Keywords

1 Introduction

Scene recognition is one of the most challenging tasks in image classification and various scene recognition methods have been proposed over the past decades [3, 12, 15, 21,22,23, 25, 26, 29]. To deal with large intra-class variance caused by nuisance factors such as pose, viewpoint and occlusion, it normally requires two stages for a scene recognition solution, that is, scene representation and scene classification.

Scene representation aims to fully use all the information of scene images to extract discriminative features. It explores not only the generalized characteristics in the same category but also the distinctive characteristics among different categories. The representation methods can be mainly classified into two categories, hand-crafted and deeply-learned representations. In early studies, hand-crafted representation was popular due to its simplicity and low computational cost. These methods only capture low-level information, such as texture and structure of the information. In recent works, deeply-learned feature extraction methods exploit high-level semantic information in scene images by using Convolutional Neural Networks (CNNs).

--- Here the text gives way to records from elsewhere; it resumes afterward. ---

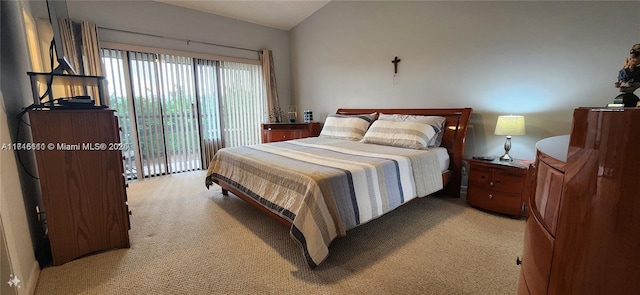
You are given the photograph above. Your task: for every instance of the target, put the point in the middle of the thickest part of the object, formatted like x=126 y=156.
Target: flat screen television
x=58 y=10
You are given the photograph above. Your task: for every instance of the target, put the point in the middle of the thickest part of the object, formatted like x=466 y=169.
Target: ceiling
x=282 y=15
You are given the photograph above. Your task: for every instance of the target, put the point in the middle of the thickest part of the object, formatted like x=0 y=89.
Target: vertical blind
x=176 y=112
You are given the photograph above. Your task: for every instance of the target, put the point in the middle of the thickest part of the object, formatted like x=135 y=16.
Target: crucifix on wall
x=395 y=62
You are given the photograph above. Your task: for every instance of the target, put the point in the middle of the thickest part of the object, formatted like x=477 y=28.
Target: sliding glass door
x=179 y=110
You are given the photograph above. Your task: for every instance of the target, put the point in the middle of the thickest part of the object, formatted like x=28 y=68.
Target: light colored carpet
x=189 y=240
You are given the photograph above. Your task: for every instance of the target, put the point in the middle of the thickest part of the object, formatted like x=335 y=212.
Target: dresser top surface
x=555 y=147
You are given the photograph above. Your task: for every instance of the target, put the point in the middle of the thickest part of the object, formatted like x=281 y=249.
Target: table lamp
x=509 y=125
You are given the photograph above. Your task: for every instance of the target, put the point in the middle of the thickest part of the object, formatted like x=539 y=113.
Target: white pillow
x=437 y=122
x=352 y=127
x=401 y=134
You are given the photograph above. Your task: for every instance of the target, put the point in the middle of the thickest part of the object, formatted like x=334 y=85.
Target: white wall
x=18 y=192
x=538 y=59
x=162 y=19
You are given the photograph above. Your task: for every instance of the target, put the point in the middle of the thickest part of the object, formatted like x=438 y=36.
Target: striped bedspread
x=325 y=186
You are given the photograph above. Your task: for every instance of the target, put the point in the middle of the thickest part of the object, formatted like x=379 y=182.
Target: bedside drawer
x=507 y=203
x=504 y=180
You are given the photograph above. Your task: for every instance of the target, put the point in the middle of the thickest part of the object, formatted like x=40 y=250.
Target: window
x=175 y=111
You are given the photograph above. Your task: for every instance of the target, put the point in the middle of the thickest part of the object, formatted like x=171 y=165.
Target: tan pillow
x=436 y=122
x=401 y=134
x=352 y=127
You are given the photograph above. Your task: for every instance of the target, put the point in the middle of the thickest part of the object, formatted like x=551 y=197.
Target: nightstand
x=500 y=186
x=272 y=132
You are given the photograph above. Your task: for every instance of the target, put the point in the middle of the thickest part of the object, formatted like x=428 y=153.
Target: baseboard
x=29 y=287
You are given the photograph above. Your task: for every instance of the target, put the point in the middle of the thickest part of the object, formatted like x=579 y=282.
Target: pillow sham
x=437 y=122
x=400 y=134
x=351 y=127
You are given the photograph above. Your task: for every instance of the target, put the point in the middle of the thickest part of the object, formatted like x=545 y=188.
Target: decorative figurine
x=629 y=78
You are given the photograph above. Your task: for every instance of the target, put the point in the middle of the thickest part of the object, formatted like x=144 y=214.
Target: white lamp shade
x=510 y=125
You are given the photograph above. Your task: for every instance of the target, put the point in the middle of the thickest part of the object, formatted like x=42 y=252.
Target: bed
x=323 y=186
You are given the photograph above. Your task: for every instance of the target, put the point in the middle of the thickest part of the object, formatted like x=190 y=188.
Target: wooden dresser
x=82 y=183
x=583 y=231
x=272 y=132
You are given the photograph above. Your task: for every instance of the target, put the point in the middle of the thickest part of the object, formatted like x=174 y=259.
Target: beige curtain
x=273 y=105
x=82 y=49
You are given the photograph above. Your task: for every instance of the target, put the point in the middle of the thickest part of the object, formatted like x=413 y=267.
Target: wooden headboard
x=457 y=121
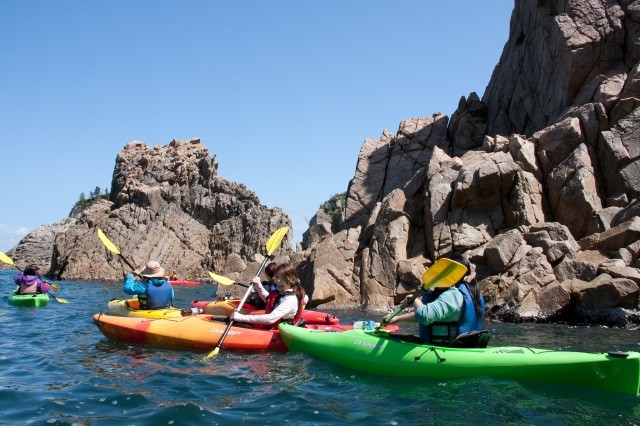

In this paper, we propose an effective scene recognition framework, which firstly extracts the essential scene sub-graph for each scene class, then learns a classifier to distinguish different scene classes by learning a bi-enhanced knowledge space. The whole work is based on the scene images and their corresponding scene graphs. The main contributions of our work are summarized as follows:

  • We propose a novel framework to extract discriminative representation from both entire image and essential scene sub-graph for scene recognition. The learned bi-enhanced knowledge space is proved to be useful for classification.

  • This work explores a pioneer study on learning knowledge graph, i.e. essential scene sub-graph, for scene recognition. The proposed approach has great potential for other categorization tasks, while enables people to think about how knowledge graph can better drive current tasks.

The rest of the paper is organized as follows. Section 2 briefly reviews related work. The proposed framework including the essential scene sub-graph mining and the bi-enhanced knowledge space learning is described in Sect. 3. Experimental results are reported and discussed in Sect. 4, followed by the conclusion in Sect. 5.

2 Related Work

In this section, we briefly review the related work on scene representation and scene classification.

Scene representation is the most important step in scene recognition task, which aims to extract discriminative features from scene images. GIST [15], which is one of hand-crafted global features, lexicographically converts an entire scene image into a high-dimensional feature vector, but fails to exploit local structure information in scenes, especially the indoor scenes with complex spatial layouts. Methods focusing on local features, such as OTC [14] and CENTRIST [22], firstly describe the structure pattern of each local patch and then combine the statistics of all patches into a concatenated feature vector. Recently, as Convolutional Neural Networks (CNNs) have made remarkable progress on image recognition, deeply-learned methods have been widely adopted. Gong et al. [7] proposed a multi-scale orderless pooling (MOP) method to extract fully-connected features on image local patches. While these methods have achieved encouraging performance, a largely overlooked aspect is the role of the scale and its relation with the feature extractor in a multi-scale scenario. Herranz et al. [8] adapted the feature extractor to each particular scale, which combined ImageNet-CNNs [17] and Places-CNNs [29] to improve classification performance. However, the essential objects and their relations are still not fully utilized, while much information extracted from patches is redundant. Furthermore, most of the recent methods need to produce the proposal of each objects, which push the computational costs too high when dealing with large scale dataset.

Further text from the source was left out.